1. How is the child (i.e. the speaker when he was a child) the "father of the man" in this poem, to borrow a phrase from Wordsworth?

2. What is the "stranger"? What effect did it have upon the speaker as a child, and what effect does it have upon him now, as he utters the poem?

3. What is "the eternal language that thy god utters" (60-61)? How is God a poet?

4. What is the speaker's hope for his child as that child grows up? How should the child's growing up differ from the speaker's?

5. What is the "secret ministry of Frost," and why is it "quietly shining to the quiet moon"?

"Dejection: an Ode"

1. What relationship between mind and nature does this poem posit -- that is, what is the relationship between the speaker's mind and nature at present, and what should it be? How do the speaker's ideas concerning this relationship invoke the basic claim of Kant's philosophical idealism, as we shall discuss it in class?

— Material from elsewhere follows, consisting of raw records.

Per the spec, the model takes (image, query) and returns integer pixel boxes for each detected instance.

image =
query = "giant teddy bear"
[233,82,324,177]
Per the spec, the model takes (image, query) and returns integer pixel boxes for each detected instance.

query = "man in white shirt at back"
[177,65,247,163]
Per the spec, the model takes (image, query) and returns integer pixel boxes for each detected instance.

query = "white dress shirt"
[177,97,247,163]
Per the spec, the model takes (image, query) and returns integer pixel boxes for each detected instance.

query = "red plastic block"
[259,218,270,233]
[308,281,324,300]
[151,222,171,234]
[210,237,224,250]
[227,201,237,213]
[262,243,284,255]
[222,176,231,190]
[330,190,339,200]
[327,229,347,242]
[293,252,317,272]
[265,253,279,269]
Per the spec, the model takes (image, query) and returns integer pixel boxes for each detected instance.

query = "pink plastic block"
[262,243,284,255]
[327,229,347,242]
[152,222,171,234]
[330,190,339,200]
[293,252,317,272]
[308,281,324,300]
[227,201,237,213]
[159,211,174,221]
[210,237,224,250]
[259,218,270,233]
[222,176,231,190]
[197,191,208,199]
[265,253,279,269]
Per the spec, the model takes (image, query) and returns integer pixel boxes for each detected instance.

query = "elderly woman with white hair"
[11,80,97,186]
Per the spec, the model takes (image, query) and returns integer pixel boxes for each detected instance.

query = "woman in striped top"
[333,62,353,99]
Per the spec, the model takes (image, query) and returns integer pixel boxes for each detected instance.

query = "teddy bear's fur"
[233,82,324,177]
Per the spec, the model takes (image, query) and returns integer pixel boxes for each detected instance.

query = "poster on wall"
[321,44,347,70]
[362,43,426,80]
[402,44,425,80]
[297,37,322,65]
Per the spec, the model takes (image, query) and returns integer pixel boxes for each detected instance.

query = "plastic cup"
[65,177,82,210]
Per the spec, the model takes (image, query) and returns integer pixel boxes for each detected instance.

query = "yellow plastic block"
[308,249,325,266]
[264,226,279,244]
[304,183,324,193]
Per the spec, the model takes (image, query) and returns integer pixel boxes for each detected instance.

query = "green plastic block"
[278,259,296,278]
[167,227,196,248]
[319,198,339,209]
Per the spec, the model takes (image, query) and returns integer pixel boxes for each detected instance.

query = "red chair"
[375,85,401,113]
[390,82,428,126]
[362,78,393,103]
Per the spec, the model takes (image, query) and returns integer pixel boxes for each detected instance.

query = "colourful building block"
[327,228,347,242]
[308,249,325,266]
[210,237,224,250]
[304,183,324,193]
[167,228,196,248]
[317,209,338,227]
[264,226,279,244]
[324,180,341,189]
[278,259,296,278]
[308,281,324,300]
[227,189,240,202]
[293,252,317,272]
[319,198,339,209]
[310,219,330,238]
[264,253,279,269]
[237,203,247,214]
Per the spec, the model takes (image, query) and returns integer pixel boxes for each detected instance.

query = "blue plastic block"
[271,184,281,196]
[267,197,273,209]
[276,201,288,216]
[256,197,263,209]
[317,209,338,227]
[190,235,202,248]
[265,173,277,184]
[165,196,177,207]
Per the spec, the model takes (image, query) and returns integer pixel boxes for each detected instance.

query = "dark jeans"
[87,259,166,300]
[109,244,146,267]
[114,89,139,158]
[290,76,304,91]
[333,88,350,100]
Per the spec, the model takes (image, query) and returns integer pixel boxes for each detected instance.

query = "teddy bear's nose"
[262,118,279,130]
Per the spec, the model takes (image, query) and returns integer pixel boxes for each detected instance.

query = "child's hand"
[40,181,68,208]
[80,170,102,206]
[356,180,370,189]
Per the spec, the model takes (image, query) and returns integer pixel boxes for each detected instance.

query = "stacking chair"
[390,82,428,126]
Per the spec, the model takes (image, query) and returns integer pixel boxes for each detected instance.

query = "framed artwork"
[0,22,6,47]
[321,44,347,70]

2. What is the significance of the stormy weather in this poem?

3. Meyer Abrams divides the "Greater Romantic Lyric" into three stages -- a description of the natural scene, an analysis of that scene and the problem about which it reminds the speaker, and an emotional or "affective" resolution of the problem. Does the speaker resolve his problem in this poem? Explain.

Edition: Abrams, M.H. et al. The Norton Anthology of English Literature, Volume 2. Seventh edition. New York: Norton, 2000.